Most companies surveyed in the region have adopted policies on maternity and paternity leave, and on returning women to the same jobs after maternity leave. Most companies also offer educational training for women. In contrast, few have policies on gender equality or child care.
Nordic Europe Summary
The Nordic region has been strongly shaped by active labor movements and legislative histories that provide an unusually well-developed system of laws and other mechanisms for women’s equality in the workplace. Understanding the findings from this study requires consideration of these macro-level factors.
The 32 Nordic companies participating in the study together demonstrate a relatively high degree of gender equality at the occupational level. Women are nearing parity with men in the news reporting and production occupations of newsrooms, and they have moderate (above a third) representation in the management and governance levels. The last of these – women’s participation at the top of companies – was possible to determine in all nations except Denmark, which provided no information in this category.
The great majority of the journalistic workforce, both men and women, in the Nordic region has secure employment, holding regular, full-time jobs with benefits. Still, men benefit somewhat better than women, both in the full-time category and in most other categories of less-secure employment. These include part-time and contract employment, both of which include larger numbers of women.
Study findings might suggest that Nordic news company policies show an uneven commitment to gender equity. For example, about half of the companies surveyed have adopted gender equality and sexual harassment policies. In fact, national laws provide strong prohibitions of discrimination based on gender, including sexual harassment, and some companies have not adopted separate guidelines.

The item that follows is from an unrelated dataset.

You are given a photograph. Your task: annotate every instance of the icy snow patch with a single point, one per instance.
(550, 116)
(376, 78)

Similarly, the wide availability of publicly funded child-care facilities explains why few companies provide additional support for these. Companies uniformly comply with national laws by specifying maternity and paternity policies, including returning women to their former jobs after maternity leave.
Western Europe Summary
Women are nearing numerical parity with men in the 47 newsrooms of the 4 Western European nations surveyed. There is particularly strong representation in the junior and senior professional categories that include the major news gathering, editorial and production jobs.
The glass ceiling for European women journalists is at the senior professional level, illustrated by their limited representation in higher-ranking jobs associated with management and top decision-making roles.
Women’s low representation is particularly acute in top management and governance levels (i.e., where company financial and other major decisions affecting both news and gender relations are made), where women number only around a fourth. This same phenomenon arises in most other regions, as well.
Men have greater job security than women in the companies surveyed. More than half the women in the region’s journalistic workforce are employed in some arrangement other than full-time with benefits. Part-time regular or contract arrangements are the most common. By contrast, most men are employed in full-time, regular jobs with benefits.
Company policies are not uniformly supportive of gender equality in the nations surveyed. While nearly all companies comply with EU requirements for maternity leave and certain other protections, only two-thirds of the companies have a specific policy on gender equity, and fewer than half have a sexual harassment policy.